Building an anaerobic digestion plant in partnership
By 2005, South Shropshire District Council had worked for many years on small-scale anaerobic digestion projects. So when it decided to boost economic development, building a bio-digester seemed the obvious answer. This case study looks at how the council worked in partnership to build an anaerobic digestion plant.
South Shropshire District Council (which is now incorporated in the unitary Shropshire Council) worked with energy company Greenfinch - now Biogen Greenfinch - to build an anaerobic digestion plant to process kitchen and garden waste.
Building work started in June 2005 and the plant started processing waste in March 2006.
Greenfinch provided technology worth £160,000. South Shropshire provided the site on Ludlow Business Park and paid for the waste collection costs. Local authority involvement also meant that external grant funding was found. About £1.4 million came from the Department for Environment Food and Rural Affairs, including £98,000 for a visitor centre. Grant funding of £1,473 came from Advantage West Midlands.
South Shropshire is a rural area and most jobs are in agriculture or service industries and are low paid. Building the anaerobic digester was seen as an economic catalyst, both to create local jobs and safeguard some of those in the local building trade.
Anticipating opposition to the project, the council consulted extensively with the local community and organisations before submitting the planning application. A handful of local objections were raised about:
- loss of view
- parking issues
- whether gas generated at the plant would be hazardous
But, due to the extensive consultation, the council managed to get letters of support from bodies like the Council for Protection of Rural England, Ramblers' Association and Agenda 21.
At the time South Shropshire was a district council submitting a planning application to the county. The council used external consultants, who were experienced in waste planning to help with the application and work on the environmental impact assessment.
It is essential to understand the nature of the waste that you're collecting. You have to match the technology to the type of waste and the quantities you have. Ask yourself:
- where is your waste coming from? So where does your plant need to be?
- what's the scale required?
- what are you trying to achieve from the project?
Councillor Susan McCormack was the lead member for the Environment and the Economy on South Shropshire District Council at the time. She says:
"The Biodigester did not cope with garden waste and the 'rubbish' that ratepayers threw into their green bins - especially plastic bags, quantities of soil and stones, and garden items such as broken forks. Therefore a decision had to be taken to collect food waste separately, from only part of South Shropshire, which increased the cost and meant that food-only waste had to be brought in from a distance.

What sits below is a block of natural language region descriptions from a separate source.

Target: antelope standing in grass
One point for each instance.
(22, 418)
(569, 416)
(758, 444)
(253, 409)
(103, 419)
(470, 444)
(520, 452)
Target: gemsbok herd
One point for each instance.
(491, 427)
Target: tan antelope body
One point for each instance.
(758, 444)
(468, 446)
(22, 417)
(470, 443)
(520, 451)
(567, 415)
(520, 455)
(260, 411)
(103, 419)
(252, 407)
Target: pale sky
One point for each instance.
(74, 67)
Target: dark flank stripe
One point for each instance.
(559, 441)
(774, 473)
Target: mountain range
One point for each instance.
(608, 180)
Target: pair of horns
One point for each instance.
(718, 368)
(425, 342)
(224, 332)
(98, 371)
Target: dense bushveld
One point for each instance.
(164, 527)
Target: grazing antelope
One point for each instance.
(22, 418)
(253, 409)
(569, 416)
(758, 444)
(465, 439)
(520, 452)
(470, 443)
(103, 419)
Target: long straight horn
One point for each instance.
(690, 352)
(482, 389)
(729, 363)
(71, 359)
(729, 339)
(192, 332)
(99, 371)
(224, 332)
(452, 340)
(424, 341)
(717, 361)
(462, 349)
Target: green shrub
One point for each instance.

"This meant that the Biodigester capacity was poorly related to actual throughput. These factors made the whole process expensive."
This change also led to some odour issues. Odour can be a problem:
- when the waste is delivered to the plant
- when the digestate is being removed from the plant
- if there is a leak.
If you've got the right equipment and management controls it is not an issue. The odour abatement equipment was upgraded and there are very few odour complaints now.
Councillor Gwilym Butler says:
"One of the key areas is that the research and development is continually ongoing. It is also in our experience very important to bring the community with you in respect of all the planning issues etc, and to keep them fully aware of all the whys and wherefores of what you're actually doing."
The plant produces about 700MWh of surplus electricity each year that goes back into the National Grid.
Because the electricity is from a renewable source, the council gets renewables obligation certificates (ROCs). More recent plants qualify for double ROCs.
The anaerobic digestion plant produces agricultural fertiliser for crops. The council are confident that this will meet the new publically available standard (PAS) 1.10. This will make it easier to find markets for the agricultural fertiliser which will then bring in a return.
Two full-time equivalent jobs have been created from the operation of the plant. Greenfinch has been able to grow as a company and has taken on more employees.
Because this plant was the first of its type in the UK it attracted a lot of positive media interest which has probably benefitted the town of Ludlow and the wider area.
Local resident Roger Bartlett says:
"The digester pilot and weekly food-waste collection were in place when we came to Ludlow in 2008. We have a very small garden with limited capacity for composting. We were pleased to have a food-waste system that could take all types of food - bones, meat and so on as well as compostables - and which was processing it locally to produce green usable energy."